Nav meshes are a qualitative improvement over waypoint graphs, in the same way that A* is a natural progression over Dijkstra's algorithm. In each case, the former has evolved due to the shortcomings of the latter, and is an entirely more useful algorithm for most applications. The shortcoming is, of course, complexity (time and/or space). But I would have to say the tradeoff is small for nav meshes vs. waypoint graphs (i.e. computational complexity may increase, but not by an order of magnitude). For the practical benefits of nav meshes over waypoint graphs, with diagrams, see this blog post. It's clear from this that the only practical benefit to using waypoint graphs is where you actually want restriction of movement to infinitesimal-width lines.
You don't mention any other common types of navigation approaches.
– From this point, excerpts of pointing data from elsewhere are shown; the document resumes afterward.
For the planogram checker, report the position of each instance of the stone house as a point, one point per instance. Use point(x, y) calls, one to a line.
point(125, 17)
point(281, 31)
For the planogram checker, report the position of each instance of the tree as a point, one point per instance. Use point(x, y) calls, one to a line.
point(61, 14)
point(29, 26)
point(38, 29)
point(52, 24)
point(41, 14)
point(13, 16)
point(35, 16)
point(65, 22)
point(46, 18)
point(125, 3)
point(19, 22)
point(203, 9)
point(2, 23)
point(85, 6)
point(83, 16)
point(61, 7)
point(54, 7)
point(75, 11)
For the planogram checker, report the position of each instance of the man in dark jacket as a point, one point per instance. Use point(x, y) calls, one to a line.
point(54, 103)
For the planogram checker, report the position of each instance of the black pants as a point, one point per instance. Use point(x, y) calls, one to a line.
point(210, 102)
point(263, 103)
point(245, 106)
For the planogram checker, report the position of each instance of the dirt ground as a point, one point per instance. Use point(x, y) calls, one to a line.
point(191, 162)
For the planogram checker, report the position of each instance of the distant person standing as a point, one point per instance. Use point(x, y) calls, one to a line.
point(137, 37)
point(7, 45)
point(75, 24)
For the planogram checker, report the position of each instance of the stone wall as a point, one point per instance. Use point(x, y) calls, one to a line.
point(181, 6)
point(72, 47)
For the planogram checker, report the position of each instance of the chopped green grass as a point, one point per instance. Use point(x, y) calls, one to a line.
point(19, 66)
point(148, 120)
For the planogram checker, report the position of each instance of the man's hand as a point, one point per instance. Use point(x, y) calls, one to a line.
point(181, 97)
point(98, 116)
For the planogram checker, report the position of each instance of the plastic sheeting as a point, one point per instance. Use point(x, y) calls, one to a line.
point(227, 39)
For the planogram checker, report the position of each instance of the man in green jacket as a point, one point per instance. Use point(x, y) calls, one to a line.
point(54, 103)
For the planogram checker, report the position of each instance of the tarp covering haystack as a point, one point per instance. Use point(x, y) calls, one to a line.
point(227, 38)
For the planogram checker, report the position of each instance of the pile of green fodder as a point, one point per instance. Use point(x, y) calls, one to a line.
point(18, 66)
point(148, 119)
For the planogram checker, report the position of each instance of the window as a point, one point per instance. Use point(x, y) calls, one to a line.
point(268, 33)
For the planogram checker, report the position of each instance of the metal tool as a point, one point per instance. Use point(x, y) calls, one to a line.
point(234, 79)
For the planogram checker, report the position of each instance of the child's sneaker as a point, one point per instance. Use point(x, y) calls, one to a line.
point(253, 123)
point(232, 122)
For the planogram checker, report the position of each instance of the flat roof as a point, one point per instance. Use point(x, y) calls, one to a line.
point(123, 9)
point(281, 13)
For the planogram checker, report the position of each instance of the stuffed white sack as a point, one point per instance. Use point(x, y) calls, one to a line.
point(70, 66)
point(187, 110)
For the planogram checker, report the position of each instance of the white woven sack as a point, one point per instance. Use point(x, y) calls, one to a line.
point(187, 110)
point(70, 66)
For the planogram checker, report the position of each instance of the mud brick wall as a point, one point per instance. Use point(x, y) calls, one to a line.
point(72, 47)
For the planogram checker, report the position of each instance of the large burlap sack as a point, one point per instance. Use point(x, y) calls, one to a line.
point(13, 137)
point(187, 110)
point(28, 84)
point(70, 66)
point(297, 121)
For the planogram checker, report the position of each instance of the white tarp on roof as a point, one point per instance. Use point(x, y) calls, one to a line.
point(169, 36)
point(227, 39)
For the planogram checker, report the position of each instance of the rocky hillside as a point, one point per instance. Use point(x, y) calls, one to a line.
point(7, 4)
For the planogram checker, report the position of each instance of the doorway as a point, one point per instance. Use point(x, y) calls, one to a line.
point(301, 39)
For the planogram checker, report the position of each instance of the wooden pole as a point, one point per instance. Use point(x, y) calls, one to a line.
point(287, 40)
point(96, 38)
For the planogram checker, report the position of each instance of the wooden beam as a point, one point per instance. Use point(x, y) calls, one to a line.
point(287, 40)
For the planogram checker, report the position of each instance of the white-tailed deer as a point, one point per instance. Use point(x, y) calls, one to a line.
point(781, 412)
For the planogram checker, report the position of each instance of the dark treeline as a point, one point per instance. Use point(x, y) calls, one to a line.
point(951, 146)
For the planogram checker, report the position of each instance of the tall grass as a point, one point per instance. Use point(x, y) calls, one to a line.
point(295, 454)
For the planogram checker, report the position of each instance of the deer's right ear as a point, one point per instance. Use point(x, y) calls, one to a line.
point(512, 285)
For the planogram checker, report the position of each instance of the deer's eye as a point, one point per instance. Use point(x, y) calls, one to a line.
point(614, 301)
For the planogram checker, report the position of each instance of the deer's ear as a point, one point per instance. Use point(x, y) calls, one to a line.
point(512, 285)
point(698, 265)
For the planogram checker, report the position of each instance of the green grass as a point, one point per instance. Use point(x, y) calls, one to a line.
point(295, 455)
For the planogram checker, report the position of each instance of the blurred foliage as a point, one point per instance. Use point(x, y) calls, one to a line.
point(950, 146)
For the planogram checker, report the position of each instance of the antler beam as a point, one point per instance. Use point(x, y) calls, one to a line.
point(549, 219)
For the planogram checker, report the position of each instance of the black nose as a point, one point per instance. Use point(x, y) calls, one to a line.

That's because the fundamental nature of pathfinding is graph search, and for animals, at the conceptual level, are represented as a sort of graph linking the idea of one place to the idea of another through association, and so on. There do exist other approaches to eliciting AI movement, such as gradient based approaches (eg. Collaborative Diffusion). But they are not nearly as practical/meaningful to us as graphs, under most circumstances, because that is how we humans grok pathfinding. If a mole, a bat, or an amoeba became sentient/intelligent, they might find diffusion gradients more pertinent, for obvious reasons.
As time passes, improvements do come seemingly "for free" (from the individual perspective). That's why a computer you buy today for $X is many times faster than a computer you could buy ten years ago for the same price. The point is, it's not really free -- somebody, somewhere, has put R&D effort into that. Same with algorithms. And that's why older tech mostly falls by the wayside.